Monica Trauzzi: Right and many people said the speech was a miss because he sort of tried to go too much to the center.
Joshua Freed: Yeah.
Monica Trauzzi: And didn't please enough people. What was your take on the politics of it?
Joshua Freed: It's surprising that the center is where most of the country actually is. It doesn't resonate with the base of either the Republican Party or the base of the Democratic Party, but it's pragmatic. And the American public, they really want pragmatic solutions, particularly when they pull out their credit card and see that gas is 40, $45 to fill up the tank at this point.
Monica Trauzzi: But is this a pragmatic solution when we're talking about certain technologies that are still expensive, that are still going to require incentives?
Joshua Freed: It is, because, as those technologies get deployed and commercialized, the price will come down.

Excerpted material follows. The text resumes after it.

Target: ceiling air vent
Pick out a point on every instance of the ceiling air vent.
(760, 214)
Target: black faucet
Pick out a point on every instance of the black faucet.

It's bringing it to scale. But it also, it's a different explanation than what you usually hear. We had the same debate two years ago during the 2008 presidential election. Senator McCain wanted to suspend the gas tax. President, then-Senator Obama, said, 'Look, that's not going to really have an impact. We need to do much more serious, much more long-term things.' He's following through on a campaign promise.
Monica Trauzzi: Do you take the fact that he did not mention the Clean Air Act regulations as a sign that he may sign something if it comes to his desk, if Congress is able to pass something that stops EPA from acting.
Joshua Freed: I took it as the fact that he's looking forward at what else Congress and the administration can do, rather than something that the administration is already doing. I think also when you start debating the Clean Air Act and whether Congress will or will not strip it, it gets a little too wonky for a speech in front of college students.
Monica Trauzzi: All right, so the president we know wants a clean energy standard.
Joshua Freed: Yes.
Monica Trauzzi: But what about Congress? What about the committees? Do you see any traction in the committees on moving forward on a clean energy standard?
Joshua Freed: This is a process that's going to have to build block by block. So Senators Bingaman and Murkowski submitting the white paper for comment by everyone from industry to advocates to provide suggestions on what a clean energy standard would look like is a really smart idea. It's starting to build consensus from the beginning. We also talked to a lot of Senators. I think there are as many as a dozen Democrats and Republicans we're working with that are interested in it. More importantly, the business community is interested in it. They want certainty. They want a path to deploy clean energy and right now there isn't one.
Monica Trauzzi: And one of the big questions in the clean energy standard is what role natural gas should play.
Joshua Freed: Yes.
Monica Trauzzi: It's really about finding that sweet spot for natural gas. What percentage should it play in a clean energy standard?
Joshua Freed: Well, that's one of the hundred thousand dollar or several billion-dollar questions we're going to have to answer. We don't know yet. We think that it needs to play an important role, but the question that we and many others advocating for a clean energy standard are trying to determine right now is how do you ensure that natural gas plays a big role, but that there's also an important place for efficiency, deployment of renewables, and the deployment of the new nuclear we need.
Monica Trauzzi: How is the context for the future of nuclear changed as a result of the Japanese Fukushima incident?
Joshua Freed: I think we still have to see. Certainly the NRC is taking the steps they need to take now to ensure there's continued safety of our current fleet and that we build into any new reactors safety lessons we've learned from Fukushima. However, we haven't seen a real loss of support on Capitol Hill for deploying new nuclear, because it is zero carbon emission energy.
Monica Trauzzi: OK, we'll end it right there. Thank you for coming on the show, nice to see you.
Joshua Freed: Fantastic.
Monica Trauzzi: And thanks for watching. We'll see you back here tomorrow.